L'autre jour, mon Premier grand quotidien
évoquait cet "apartheid" invisible qui règne
dans un bahut situé aux Charbonnages. Quelque
temps après, le tour est revenu aux employés
d'une société de la place de se plaindre du
racisme qui caractériserait leurs chefs "outangani".
Moi, Makaya, je ne comprends
pas l'attitude de certains toubabs qui déferlent
dans notre Gabon d'abord là, quoi. S'ils ne sont
pas prêts à la cohabitation, pourquoi
acceptent-ils de venir dans un pays pour
transformer ensuite la proximité en distance ?
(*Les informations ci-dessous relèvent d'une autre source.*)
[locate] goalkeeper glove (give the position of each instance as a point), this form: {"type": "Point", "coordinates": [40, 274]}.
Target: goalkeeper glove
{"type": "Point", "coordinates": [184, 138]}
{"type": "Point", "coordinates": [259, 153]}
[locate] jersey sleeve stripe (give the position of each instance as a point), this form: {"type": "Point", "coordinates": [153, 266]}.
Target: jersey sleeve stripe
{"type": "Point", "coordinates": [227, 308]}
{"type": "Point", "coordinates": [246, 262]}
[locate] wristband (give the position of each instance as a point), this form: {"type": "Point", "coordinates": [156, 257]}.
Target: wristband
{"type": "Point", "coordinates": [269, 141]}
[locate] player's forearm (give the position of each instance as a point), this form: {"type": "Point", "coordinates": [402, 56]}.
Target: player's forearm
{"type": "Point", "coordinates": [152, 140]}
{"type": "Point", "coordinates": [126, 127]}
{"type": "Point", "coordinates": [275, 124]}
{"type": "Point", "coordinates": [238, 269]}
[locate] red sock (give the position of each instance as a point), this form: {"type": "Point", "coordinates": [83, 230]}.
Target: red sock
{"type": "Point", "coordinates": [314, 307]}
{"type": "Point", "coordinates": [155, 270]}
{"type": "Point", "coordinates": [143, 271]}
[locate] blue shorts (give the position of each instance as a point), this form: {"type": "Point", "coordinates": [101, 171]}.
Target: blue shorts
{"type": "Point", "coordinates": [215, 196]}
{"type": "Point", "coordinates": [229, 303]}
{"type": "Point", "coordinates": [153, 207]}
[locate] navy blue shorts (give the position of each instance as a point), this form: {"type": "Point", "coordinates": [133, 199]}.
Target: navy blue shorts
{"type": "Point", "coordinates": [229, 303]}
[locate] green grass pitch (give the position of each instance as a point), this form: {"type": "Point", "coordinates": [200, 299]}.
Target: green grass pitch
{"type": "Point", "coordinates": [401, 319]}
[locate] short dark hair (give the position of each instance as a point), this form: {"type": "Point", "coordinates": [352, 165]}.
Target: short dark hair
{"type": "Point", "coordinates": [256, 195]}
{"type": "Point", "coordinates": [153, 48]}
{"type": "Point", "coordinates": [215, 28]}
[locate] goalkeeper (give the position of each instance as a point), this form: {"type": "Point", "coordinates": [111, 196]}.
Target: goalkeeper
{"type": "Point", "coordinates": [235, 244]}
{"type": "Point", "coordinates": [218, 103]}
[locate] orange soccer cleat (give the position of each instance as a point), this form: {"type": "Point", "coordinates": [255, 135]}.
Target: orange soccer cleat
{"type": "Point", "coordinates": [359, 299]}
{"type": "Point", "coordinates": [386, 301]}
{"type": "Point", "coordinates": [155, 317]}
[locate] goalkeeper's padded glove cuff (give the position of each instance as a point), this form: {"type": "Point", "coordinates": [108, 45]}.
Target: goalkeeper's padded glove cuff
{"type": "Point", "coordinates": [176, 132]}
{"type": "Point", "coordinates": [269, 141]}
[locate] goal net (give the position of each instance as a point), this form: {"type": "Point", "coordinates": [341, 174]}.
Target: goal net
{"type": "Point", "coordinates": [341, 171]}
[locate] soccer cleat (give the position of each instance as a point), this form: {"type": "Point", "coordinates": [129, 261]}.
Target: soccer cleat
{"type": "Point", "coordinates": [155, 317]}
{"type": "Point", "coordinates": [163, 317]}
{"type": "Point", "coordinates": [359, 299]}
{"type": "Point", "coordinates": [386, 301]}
Je pose cette question parce que la situation
est grave dans certaines entreprises.
Dans une société basée au
quartier Louis, un "Guibamb" passe son temps à
malmener son personnel africain.
Excédée, une jeune femme a
fini même par démissionner. Aujourd'hui, le
toubab en question refuse non seulement de lui
verser l'argent qu'il lui doit mais aussi de lui
délivrer le certificat de travail. Quand nous
avons appris cela, mes amis de la "réunion des
parents d'élèves" du PK6 avons eu des céphalées.
"Ça y est! Ils sont en pays conquis", que nous
nous sommes écriés. Pour quoi des gens à qui on
réserve notre hospitalité peuvent-ils se
comporter de la sorte ?
En tout cas, moi, Makaya,
j'interpelle les autorités sur ces dérapages.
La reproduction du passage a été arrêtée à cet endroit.